16 Arturo Mor Roig, dirigente de la Unión Cívica Radical (UCR) -la mayor fuerza política argentina después del peronismo-, se desempeñó como ministro del Interior durante el gobierno militar del general Alejandro A. Lanusse. Desde ese puesto le tocó conducir el difícil proceso de apertura política iniciado por Lanusse en el cuadro del régimen militar implantado en 1966, y que culminó con las elecciones generales del 11 de marzo de 1973, ganadas por una coalición cuyo eje era el peronismo. Durante la gestión ministerial de Mor Roig se produjo en la base naval de Trelew, el 22 de agosto de 1972, la matanza de dieciséis guerrilleros presos por obra de oficiales de la armada. En una aparente represalia por este episodio, un comando montonero asesinó a Mor Roig el 15 de julio de 1974. 17 Aun que Firmenich y su grupo nunca emplearon el término “autoproscripción” su uso se hizo habitual en la prensa argentina para mencionar la decisión montonera de retornar a la clandestinidad y reanudar la lucha armada dos meses después que la señora de Perón asumió la jefatura del Estado.

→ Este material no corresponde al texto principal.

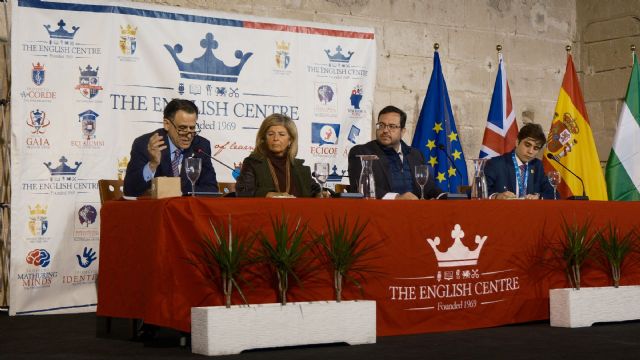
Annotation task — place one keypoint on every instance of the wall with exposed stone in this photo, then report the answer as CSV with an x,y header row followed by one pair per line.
x,y
606,30
533,34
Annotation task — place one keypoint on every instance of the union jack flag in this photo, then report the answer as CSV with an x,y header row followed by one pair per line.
x,y
502,129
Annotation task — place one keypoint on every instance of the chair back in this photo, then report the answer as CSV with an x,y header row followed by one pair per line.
x,y
227,188
110,190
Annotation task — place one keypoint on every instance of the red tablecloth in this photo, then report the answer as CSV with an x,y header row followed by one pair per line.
x,y
145,246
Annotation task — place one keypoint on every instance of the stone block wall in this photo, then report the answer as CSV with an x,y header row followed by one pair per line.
x,y
605,31
533,34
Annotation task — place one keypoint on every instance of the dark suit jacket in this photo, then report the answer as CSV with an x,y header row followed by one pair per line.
x,y
255,178
381,173
134,184
501,175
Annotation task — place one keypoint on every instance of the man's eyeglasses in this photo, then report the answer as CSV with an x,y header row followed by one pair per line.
x,y
186,130
391,127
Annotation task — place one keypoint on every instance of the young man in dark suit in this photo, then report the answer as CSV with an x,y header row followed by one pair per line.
x,y
162,152
519,174
394,171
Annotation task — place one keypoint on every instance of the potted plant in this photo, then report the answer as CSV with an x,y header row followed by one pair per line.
x,y
215,332
289,254
614,250
574,249
224,257
347,252
579,307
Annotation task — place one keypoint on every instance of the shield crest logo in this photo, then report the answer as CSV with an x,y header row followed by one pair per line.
x,y
88,120
37,74
88,82
38,121
38,223
282,55
128,40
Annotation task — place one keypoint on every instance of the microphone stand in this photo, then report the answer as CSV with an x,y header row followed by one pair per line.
x,y
573,197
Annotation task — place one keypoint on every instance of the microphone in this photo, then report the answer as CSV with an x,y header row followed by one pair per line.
x,y
313,174
574,197
200,151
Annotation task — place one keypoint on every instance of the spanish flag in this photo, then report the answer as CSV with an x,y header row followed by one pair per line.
x,y
570,141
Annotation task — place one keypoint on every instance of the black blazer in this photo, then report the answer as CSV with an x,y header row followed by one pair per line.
x,y
381,169
501,175
134,184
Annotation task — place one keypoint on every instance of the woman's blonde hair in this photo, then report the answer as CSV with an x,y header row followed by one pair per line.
x,y
273,120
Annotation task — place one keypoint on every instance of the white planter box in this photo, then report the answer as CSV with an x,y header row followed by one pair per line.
x,y
217,330
579,308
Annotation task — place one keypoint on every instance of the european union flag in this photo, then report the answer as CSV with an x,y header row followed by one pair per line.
x,y
436,135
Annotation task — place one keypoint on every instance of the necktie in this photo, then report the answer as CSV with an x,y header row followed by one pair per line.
x,y
175,163
521,185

18 El Partido Auténtico fue fundado por iniciativa montonera a fines de 1974, como una suerte de brazo político legal de la organización guerrillera. El gobierno de María Estela Martínez de Perón dispuso su proscripción en noviembre del año siguiente, luego de un sangriento ataque armado llevado a efecto contra una dependencia militar en los suburbios de Buenos Aires (Monte Chingolo). Esta operación, en la que perdieron la vida más de cincuenta jóvenes guerrilleros, no fue reivindicada por los montoneros sino por el Ejercito Revolucionario del Pueblo (ERP), un grupo armado de extracción trotskista. Las autoridades, sin embargo, insistieron en considerarla como una acción armada conjunta de las dos organización, con lo que se daba fundamento a la decisión de declara fuera de la ley al Partido Auténtico en su condición de colateral montonera.